After bracing ourselves for the walk back (with a big up hill section!), we ended up being offered a lift part of the way by a State Emergency Services vehicle that was shuttling back and forth. Riding in the back of an SES 4-wheel drive was a fun end (or near end) to our outing.
|Dairy free carob with mint, and dairy and sugar free carob with goji berries|
It wasn't quite the end, though, because before driving home we stopped at a stall selling local fruit, vegetables and other products. I didn't buy any fruits or vegetables, simply because I already had a good supply at home, but I did make a beeline for the carob blocks above. It is so rare that I find carob in interesting flavours, and even rarer that it is dairy free, that I think I did well to purchase only two blocks. I did round those out with two dark chocolate blocks too, but I'm sure you'll agree that it's important to support local businesses. Right? Right.
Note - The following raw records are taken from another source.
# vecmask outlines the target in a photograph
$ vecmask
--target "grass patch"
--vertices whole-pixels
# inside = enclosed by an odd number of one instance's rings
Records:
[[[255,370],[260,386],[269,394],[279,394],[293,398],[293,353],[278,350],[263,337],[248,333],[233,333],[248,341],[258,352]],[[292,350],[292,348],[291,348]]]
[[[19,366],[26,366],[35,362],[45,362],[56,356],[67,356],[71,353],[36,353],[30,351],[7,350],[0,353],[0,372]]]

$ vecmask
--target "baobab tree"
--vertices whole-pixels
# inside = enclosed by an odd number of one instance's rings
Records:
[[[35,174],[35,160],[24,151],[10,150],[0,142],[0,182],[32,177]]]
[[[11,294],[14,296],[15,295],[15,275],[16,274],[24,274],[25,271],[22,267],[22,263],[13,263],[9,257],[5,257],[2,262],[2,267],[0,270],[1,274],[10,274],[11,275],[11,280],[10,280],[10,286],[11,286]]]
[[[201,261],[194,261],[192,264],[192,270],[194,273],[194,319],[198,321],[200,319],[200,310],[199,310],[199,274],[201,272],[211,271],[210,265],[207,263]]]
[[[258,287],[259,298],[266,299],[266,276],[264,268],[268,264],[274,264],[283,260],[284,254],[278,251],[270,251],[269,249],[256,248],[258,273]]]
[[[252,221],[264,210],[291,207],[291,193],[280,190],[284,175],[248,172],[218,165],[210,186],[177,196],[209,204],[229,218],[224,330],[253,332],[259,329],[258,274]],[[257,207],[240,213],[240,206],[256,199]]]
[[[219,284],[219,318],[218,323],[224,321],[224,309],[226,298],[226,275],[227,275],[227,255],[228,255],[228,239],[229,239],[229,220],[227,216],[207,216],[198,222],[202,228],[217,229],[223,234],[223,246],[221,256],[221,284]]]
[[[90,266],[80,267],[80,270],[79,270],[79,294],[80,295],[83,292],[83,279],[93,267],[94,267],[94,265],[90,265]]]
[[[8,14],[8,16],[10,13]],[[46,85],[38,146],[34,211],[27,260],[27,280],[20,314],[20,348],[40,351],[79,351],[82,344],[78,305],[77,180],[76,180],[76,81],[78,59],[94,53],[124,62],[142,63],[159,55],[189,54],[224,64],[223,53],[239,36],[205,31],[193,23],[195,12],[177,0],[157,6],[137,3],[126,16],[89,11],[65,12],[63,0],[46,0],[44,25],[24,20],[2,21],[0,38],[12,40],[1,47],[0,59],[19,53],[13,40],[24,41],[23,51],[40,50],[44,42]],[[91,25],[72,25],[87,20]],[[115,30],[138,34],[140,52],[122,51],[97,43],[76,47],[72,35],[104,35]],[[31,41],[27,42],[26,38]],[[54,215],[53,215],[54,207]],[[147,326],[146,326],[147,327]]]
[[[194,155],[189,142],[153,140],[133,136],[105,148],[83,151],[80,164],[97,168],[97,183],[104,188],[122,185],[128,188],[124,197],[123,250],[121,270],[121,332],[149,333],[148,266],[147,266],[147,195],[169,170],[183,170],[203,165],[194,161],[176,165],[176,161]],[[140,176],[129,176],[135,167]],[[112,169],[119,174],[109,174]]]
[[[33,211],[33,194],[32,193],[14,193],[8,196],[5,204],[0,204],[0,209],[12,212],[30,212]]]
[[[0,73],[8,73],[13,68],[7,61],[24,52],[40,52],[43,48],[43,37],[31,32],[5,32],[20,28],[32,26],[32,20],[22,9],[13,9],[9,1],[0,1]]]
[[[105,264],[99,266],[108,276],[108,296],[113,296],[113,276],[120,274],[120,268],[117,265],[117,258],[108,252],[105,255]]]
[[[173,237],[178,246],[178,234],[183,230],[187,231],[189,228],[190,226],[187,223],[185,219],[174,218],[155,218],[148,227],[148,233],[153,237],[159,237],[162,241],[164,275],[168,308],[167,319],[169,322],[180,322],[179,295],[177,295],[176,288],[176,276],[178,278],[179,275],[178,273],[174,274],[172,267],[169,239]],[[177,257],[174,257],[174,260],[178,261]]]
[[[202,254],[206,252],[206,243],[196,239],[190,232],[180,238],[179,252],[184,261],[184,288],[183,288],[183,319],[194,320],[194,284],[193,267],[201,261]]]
|Dairy free dark chocolate with apricot (not sure how that will turn out...) |
and dairy free dark chocolate with lime and coconut.
It wasn't meant to be an outing for us, but I think it's safe to say that we all enjoyed ourselves, and it was definitely an occasion where giving to others felt like a reward for oneself!
- Bickley Harvest Festival, an annual May event organised by the Shire of Kalamunda in the Perth hills.
- Paul Moro Metal Craft, which is usually sold through the Kalamunda Markets (first Saturday of every month) and Fremantle Markets (weekends) or online.
- Melville Nurseries and Rose Heritage Cafe, located at 40 Masonmill Road, Carmel, Western Australia.
- Kanyana Wildlife Rehabilitation Centre, open on limited occasions but with lots of online information.
Have you had any good outings lately?
And what do you think about presents that are activities or experiences instead of tangible products? I love them, but they do sometimes carry a risk of not being used!